Berikut ini adalah saduran pesan Paus Fransiskus dalam Misa harian pada hari Rabu, 8 Mei 2013:
Penginjilan tidak memaksakan orang untuk pindah agama. Hal ini menjadi fokus Paus Fransiskus dalam pesannya kepada umat yang berkumpul pada Misa Rabu pagi ini di Kapel Domus Sancta Marthae kediaman Paus di Vatikan. Paus mengulangi lagi bahwa orang Kristen yang ingin mewartakan Injil harus berdialog dengan semua orang, karena kebenaran bukan milik siapa – siapa, karena kebenaran diterima melalui pertemuan dengan Yesus.

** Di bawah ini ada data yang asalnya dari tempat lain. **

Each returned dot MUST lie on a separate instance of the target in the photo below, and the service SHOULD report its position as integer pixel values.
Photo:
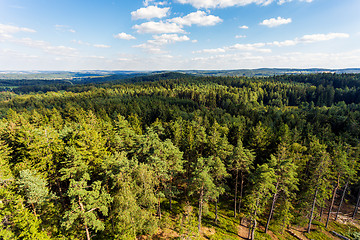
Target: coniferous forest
(174, 156)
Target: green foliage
(117, 154)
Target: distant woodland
(174, 156)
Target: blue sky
(178, 34)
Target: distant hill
(101, 76)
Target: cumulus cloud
(169, 38)
(257, 47)
(101, 46)
(199, 18)
(280, 2)
(223, 3)
(155, 45)
(231, 3)
(124, 36)
(89, 44)
(150, 12)
(10, 29)
(274, 22)
(7, 31)
(158, 27)
(64, 28)
(310, 39)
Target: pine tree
(34, 188)
(286, 179)
(262, 181)
(87, 201)
(318, 185)
(241, 162)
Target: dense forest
(174, 156)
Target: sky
(73, 35)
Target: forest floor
(229, 228)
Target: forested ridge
(182, 157)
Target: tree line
(106, 161)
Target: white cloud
(223, 3)
(150, 12)
(169, 38)
(250, 47)
(310, 39)
(257, 47)
(64, 28)
(90, 44)
(10, 29)
(158, 27)
(150, 48)
(212, 50)
(155, 45)
(199, 18)
(231, 3)
(274, 22)
(101, 46)
(280, 2)
(124, 36)
(322, 37)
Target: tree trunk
(332, 203)
(357, 206)
(342, 199)
(159, 209)
(312, 211)
(272, 207)
(236, 183)
(321, 213)
(200, 207)
(241, 190)
(34, 210)
(216, 215)
(170, 203)
(253, 230)
(85, 225)
(87, 232)
(250, 228)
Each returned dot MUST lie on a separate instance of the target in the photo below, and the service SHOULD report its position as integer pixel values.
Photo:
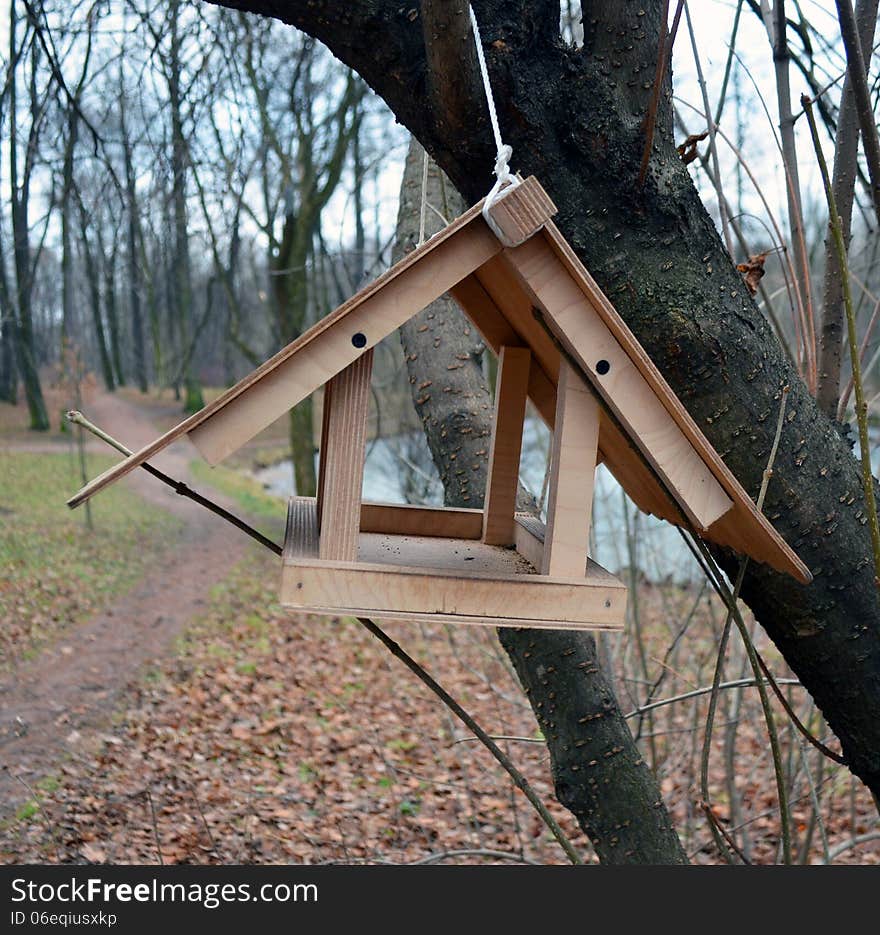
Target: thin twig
(855, 63)
(733, 615)
(710, 125)
(36, 800)
(77, 418)
(149, 796)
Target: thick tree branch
(574, 119)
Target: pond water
(399, 469)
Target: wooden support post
(342, 460)
(507, 428)
(572, 474)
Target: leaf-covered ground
(273, 739)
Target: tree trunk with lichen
(574, 118)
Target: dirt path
(56, 705)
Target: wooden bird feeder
(561, 344)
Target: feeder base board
(433, 579)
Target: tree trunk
(95, 293)
(574, 119)
(25, 354)
(598, 771)
(112, 314)
(138, 338)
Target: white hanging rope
(503, 175)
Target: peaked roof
(539, 295)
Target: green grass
(56, 571)
(247, 493)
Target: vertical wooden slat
(301, 532)
(322, 461)
(507, 427)
(572, 474)
(343, 460)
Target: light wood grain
(377, 316)
(279, 383)
(521, 211)
(529, 533)
(497, 332)
(507, 427)
(343, 460)
(301, 532)
(380, 588)
(410, 520)
(572, 473)
(623, 387)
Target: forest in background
(186, 188)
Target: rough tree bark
(598, 771)
(574, 119)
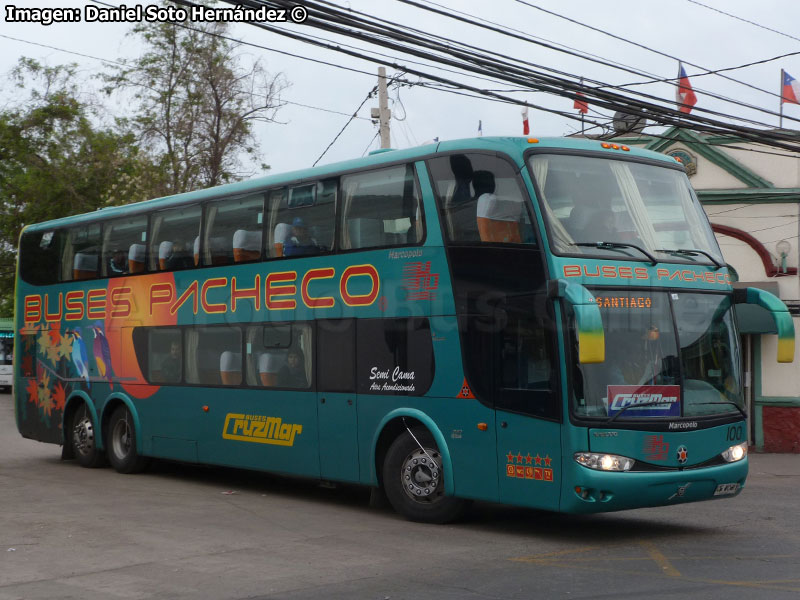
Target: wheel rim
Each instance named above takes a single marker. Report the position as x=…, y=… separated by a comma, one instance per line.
x=122, y=438
x=420, y=476
x=83, y=436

Paus Fransiskus menekankan sikap pemberani Santo Paulus di Areopagus, saat berbicara di hadapan khalayak ramai di Athena, ia berusaha untuk membangun jembatan untuk mewartakan Injil. Paus menyebut sikap Paulus sebagai seseorang yang “mencoba berdialog” dan “mendekati hati” para pendengar. Paus mengatakan bahwa inilah alasan yang menjadikan Rasul Paulus sebagai seorang imam sejati: “pembangun jembatan” dan bukan pembangun tembok. Paus melanjutkan dengan mengatakan bahwa sikap Paulus inilah yang membuat kita berpikir mengenai sikap yang harus selalu dimiliki oleh seorang Kristen.

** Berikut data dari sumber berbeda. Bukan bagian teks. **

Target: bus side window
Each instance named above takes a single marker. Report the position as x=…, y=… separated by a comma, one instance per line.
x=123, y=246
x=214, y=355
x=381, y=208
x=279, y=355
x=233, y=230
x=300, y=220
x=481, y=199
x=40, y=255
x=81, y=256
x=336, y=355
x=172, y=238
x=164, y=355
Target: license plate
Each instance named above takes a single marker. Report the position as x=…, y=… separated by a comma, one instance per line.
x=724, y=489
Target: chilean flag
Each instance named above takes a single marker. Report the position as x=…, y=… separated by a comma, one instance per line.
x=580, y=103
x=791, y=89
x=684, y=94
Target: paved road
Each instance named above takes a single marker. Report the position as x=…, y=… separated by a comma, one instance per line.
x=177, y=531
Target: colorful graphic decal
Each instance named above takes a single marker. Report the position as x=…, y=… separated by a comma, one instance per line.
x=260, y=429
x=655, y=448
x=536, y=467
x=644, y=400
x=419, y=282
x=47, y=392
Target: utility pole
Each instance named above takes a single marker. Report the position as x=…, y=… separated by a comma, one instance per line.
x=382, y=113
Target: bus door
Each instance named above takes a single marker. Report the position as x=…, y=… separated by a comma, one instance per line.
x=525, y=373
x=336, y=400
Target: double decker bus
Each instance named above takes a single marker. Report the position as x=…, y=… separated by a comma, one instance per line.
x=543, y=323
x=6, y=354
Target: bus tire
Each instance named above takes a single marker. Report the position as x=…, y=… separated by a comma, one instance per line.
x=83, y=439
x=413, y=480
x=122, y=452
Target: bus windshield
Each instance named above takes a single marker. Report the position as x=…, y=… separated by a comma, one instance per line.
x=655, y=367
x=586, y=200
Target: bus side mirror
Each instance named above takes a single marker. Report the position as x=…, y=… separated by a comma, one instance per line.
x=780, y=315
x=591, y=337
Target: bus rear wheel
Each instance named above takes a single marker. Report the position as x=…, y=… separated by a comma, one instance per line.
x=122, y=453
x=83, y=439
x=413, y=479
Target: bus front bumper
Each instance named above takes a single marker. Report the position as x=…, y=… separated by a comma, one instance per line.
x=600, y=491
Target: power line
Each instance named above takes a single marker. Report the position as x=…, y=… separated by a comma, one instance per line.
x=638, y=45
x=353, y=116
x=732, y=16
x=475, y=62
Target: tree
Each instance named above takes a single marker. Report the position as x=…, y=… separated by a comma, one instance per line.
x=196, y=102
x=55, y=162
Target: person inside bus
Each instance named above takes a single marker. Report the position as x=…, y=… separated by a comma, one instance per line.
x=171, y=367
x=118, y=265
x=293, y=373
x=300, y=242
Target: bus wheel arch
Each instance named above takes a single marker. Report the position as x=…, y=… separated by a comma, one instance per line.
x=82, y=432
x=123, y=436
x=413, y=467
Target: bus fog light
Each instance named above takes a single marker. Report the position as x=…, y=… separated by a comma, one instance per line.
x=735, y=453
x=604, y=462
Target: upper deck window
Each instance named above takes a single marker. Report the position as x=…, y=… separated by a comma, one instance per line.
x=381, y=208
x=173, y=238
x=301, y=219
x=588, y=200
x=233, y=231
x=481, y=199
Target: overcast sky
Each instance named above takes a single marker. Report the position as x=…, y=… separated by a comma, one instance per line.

“Seorang Kristen,” kata Paus Fransiskus, “harus mewartakan Yesus Kristus dengan cara yang sedemikian rupa yang membuatNya dapat diterima, tidak ditolak – dan Paulus tahu bahwa dia harus menaburkan pesan Injil. Dia tahu bahwa mewartakan Yesus Kristus tidak mudah, tetapi hal ini tidak bergantung kepadanya. Dia harus melakukan segala sesuatu yang mungkin, tapi pewartaaan Yesus Kristus, pewartaan kebenaran, bergantung kepada Roh Kudus. Yesus mengajarkan kita dalam Injil hari ini:’Saat Dia datang, Roh Kebenaran, akan membimbing kalian semua ke dalam kebenaran.’ Paulus tidak mengatakan kepada rakyat Athena: ‘Inilah ensiklopedia kebenaran. Pelajarilah dan kamu akan memiliki kebenaran, kebenaran sejati.’ Tidak! Sang Kebenaran tidak masuk ke dalam sebuah ensiklopedia. Sang Kebenaran adalah suatu perjumpaan – sebuah pertemuan dengan Kebenaran Utama: Yesus, kebenaran yang luar biasa. Tidak seorang pun yang memiliki kebenaran. Kita menerima kebenaran saat kita bertemu denganNya.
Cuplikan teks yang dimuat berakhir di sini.